Carbon tax pros and cons
British Columbia has seen some degree of success issuing a carbon tax in 2008 at $10 per tonne of carbon dioxide to $30 per tonne by 2012. While many businesses and individuals originally disapproved of the tax, by 2009 only 32% of voters opposed the tax. Benefits included a 5-15% reduction in carbon emissions, and the British Columbia government was able to lower the corporate tax rate from 12% to 10% while offering generous rebates to corporations and families alike. That being said, the carbon tax in British Columbia was not without issues. Even with one of the world's steepest carbon taxes, B.C is projected to fall short of its goal to cut greenhouse gas emissions by one third from 2007 to 2020 and is on track to fall short of its 80% greenhouse gas emission reduction by 2050. Recently, Dr. Bjorn Lomborg, noted climate author and president of the Copenhagen Consensus Center, was on the Jordan B. Peterson Podcast discussing this very issue of a carbon tax.While Dr. Lomborg has advocated for a carbon tax in the past, he has also warned of the pitfalls of an improperly implemented carbon tax.According to Dr. Lomborg, in order for a carbon tax to be successful, it needs to be implemented evenly across all industries (a tonne of C02 is the same regardless of industry), prevent carbon leakage to other less regulated areas (ie. a global standard), and must be revenue neutral in order to be politically palpable. The Canadian carbon tax fails on at least two of these accounts and is tottering on the third. It is set at different levels for different sectors and it fails to prevent carbon leakage, as a business seeking to avoid the tax can simply transfer to the U.S.The political will, which earlier this year was much weaker, has improved thanks to the government’s announcement of the rebates for individual households. However, because it is not being substantially countered over the long term with a reduction in income or sales taxes, this current goodwill is certainly not a sure thing. If the national carbon tax follows the path of the one implemented in B.C., pro-carbon tax politicians could soon find themselves in hot water as Canadians tire of this supposed revenue-neutral tax becoming just another avenue of government revenue.
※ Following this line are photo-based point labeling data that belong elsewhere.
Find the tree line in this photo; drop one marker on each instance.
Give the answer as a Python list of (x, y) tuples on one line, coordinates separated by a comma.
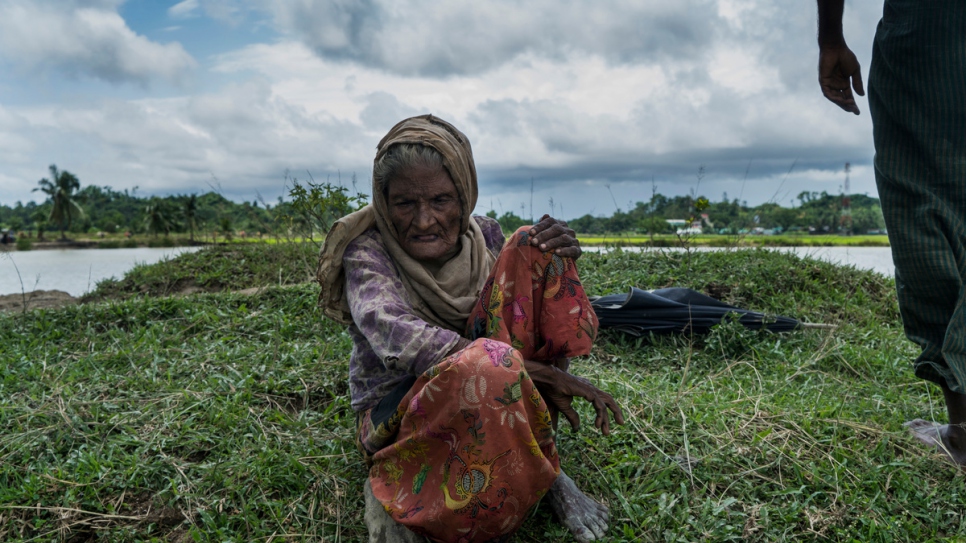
[(71, 208), (816, 212)]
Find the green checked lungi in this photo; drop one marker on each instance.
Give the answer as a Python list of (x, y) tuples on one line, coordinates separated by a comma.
[(917, 98)]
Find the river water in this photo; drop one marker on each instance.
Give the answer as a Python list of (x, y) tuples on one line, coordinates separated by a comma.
[(75, 271)]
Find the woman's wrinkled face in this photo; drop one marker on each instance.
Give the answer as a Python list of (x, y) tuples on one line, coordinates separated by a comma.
[(425, 209)]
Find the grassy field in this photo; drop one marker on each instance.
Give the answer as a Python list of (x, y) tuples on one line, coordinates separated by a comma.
[(669, 240), (223, 416)]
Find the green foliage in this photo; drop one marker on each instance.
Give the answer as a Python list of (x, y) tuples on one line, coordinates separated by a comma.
[(158, 217), (60, 189), (225, 416), (316, 206)]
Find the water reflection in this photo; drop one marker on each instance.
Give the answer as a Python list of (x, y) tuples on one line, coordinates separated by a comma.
[(75, 271)]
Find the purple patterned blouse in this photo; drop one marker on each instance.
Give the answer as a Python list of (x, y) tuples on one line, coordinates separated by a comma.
[(389, 341)]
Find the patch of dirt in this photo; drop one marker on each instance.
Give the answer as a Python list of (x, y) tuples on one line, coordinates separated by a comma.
[(37, 299)]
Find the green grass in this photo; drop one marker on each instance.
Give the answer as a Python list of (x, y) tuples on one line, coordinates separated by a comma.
[(224, 416), (744, 240)]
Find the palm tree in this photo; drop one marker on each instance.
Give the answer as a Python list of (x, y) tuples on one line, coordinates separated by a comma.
[(156, 217), (60, 189), (190, 212)]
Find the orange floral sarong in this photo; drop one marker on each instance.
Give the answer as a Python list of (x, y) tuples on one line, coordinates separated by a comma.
[(469, 449)]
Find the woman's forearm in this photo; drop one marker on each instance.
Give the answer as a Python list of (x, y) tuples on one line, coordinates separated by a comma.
[(830, 23)]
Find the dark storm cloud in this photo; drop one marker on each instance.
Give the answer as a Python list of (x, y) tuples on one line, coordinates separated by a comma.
[(457, 38)]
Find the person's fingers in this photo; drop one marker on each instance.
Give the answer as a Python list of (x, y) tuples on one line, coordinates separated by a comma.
[(615, 409), (857, 83), (569, 252), (602, 422), (572, 417), (840, 99), (545, 222)]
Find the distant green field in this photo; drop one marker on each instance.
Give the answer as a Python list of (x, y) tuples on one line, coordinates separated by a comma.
[(223, 416), (667, 240)]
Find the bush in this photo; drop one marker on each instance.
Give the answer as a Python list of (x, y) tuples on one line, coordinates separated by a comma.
[(161, 242)]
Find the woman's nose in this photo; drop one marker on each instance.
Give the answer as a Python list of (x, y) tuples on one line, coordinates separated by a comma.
[(424, 216)]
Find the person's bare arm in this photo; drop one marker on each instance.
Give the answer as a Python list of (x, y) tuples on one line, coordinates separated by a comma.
[(838, 69)]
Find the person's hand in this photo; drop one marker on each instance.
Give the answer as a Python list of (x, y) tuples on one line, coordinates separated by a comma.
[(552, 235), (558, 388), (838, 74)]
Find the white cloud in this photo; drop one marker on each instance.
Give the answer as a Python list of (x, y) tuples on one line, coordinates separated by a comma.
[(187, 8), (85, 41), (440, 39), (578, 97)]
What about reducing emissions?
But what about the GHG emissions? After all, that is the point of this tax. If it were to at least meet our targets set out in the Paris Climate Accord, maybe Canadians would accept it then? Unfortunately, that’s not the case. Neither Canada nor any of the other G20 nations have a climate plan strong enough to meet their Paris targets. Nevertheless, let's extend some grace to the carbon tax. Perhaps the Prime Minister is re-elected and continues with his plan to raise the cost of the carbon tax. Let’s assume that this is just enough to reach our Paris targets. Even if Canada and every other nation who signed on to the Paris agreement met their targets, it would only be enough to reduce global temperatures by 0.048°C of the 2.7°C needed by 2100.
A better solution to the Canadian carbon tax
So if a carbon tax isn’t going to cut it, what will? Well, according to Lomborg’s Copenhagen Consensus Center, a think tank featuring 27 of world’s top climate scientist and three Nobel Laureates, in order to have the best possible chance at mitigating the worst effects of climate change, governments should invest in green tech R&D. The Center found that for every dollar spent on green R&D, $11 dollars of climate damage could be avoided. For every dollar spent on emission reduction schemes like the carbon tax, less than a dollar of climate damage could be avoided. As much as the Prime Minister likes to bemoan the Conservatives for not having a climate change plan, the problem in Canada is not political will. The issue is that we don’t have the technology to compete with carbon-intensive fossil fuels. If Canada truly wants to be a leader in fighting climate change, we should put an end to our wasteful E.V. and fossil fuel subsidies, and focus on investing our valuable taxpayer dollars into something that will actually lead to results.